Epistemic darkness

Something ChrisPer said in comments on the ‘Fundamntal right-get outta my store’ N&C, that I found myself doing a longish comment on, so decided to put it out here.

“Christian disapproval of gay practice is not without reasons – its just without reasons that others find persuasive. For instance, you disown the reason of pleasing God on the grounds that He does not exist.”

No, actually; more grounds than that. I could perfectly well think or believe that god does exist and still be far from thinking ‘the reason of pleasing God’ is a valid reason to say and teach and preach that homosexuality is wrong and to think it should be legal to deny gays service in public facilities. Because even if god exists, there are still further questions, before one can conclude that condemnation of homosexuality pleases this god. What kind of god is it? What does it think is good, and what does it think is bad? What does it want us to do? Has it told us what it wants us to do? Has it told us what it thinks is good, and what is bad? If so, how do we know it has? And if so, why hasn’t it told everyone? And if so, and if it thinks good and bad matter, why hasn’t it told everyone in such a way that there can be no dispute about it?

It seems to me that even if there is a god, no human has the slightest idea what the true answers to those questions are, and that even if any humans do know the true answers, they have no way to know they know, and we have no way to know they know.

It’s basically an epistemic problem. People who claim that homosexuality is displeasing to god really don’t know that and have no way to know it.
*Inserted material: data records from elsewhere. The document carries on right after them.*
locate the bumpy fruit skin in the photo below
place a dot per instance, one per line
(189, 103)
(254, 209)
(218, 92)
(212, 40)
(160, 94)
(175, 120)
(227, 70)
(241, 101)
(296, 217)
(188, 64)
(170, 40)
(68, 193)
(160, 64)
Some theists claim that is because god wants us to have free will, and wants us to have a free choice whether to believe in god or not, as well as whether to be good or not. Okay – but then the only way to do that is to keep us in genuine epistemic darkness. Not pretend darkness; real darkness. We really don’t know if there’s a god, or if there is what kind of god it is, or what it thinks is good, or if we would agree with it if we knew, or what it wants us to do, or if it has told us what to do, and if so what it is that it has told us to do; and we don’t know how to know any of this, either way, yes or no. Okay. Real freedom, but bogus knowledge of god. There is no real knowledge of this god, and so far there never has been (or it would have been passed on in an indisputable fashion). So – we’re free to choose to believe it exists. All right – but are we equally free to choose to believe we know what it thinks is good and what it wants us to do? Are we equally free to choose to believe we know it has told us what it thinks is good and what it wants us to do, and that it will blame and punish all who disobey? No. I don’t think so. I don’t think anyone has the right to take that risk. Because the reality is you just have no clue what god wants, you don’t even have any clue what it’s like, so how can you possibly know it doesn’t think children should be tortured? Let alone know it thinks homosexuals should be given unequal treatment because of what they do with their genitalia. Darkness is darkness; we don’t know what we don’t know; and this is something we don’t know. It seems to me it’s only right to admit that.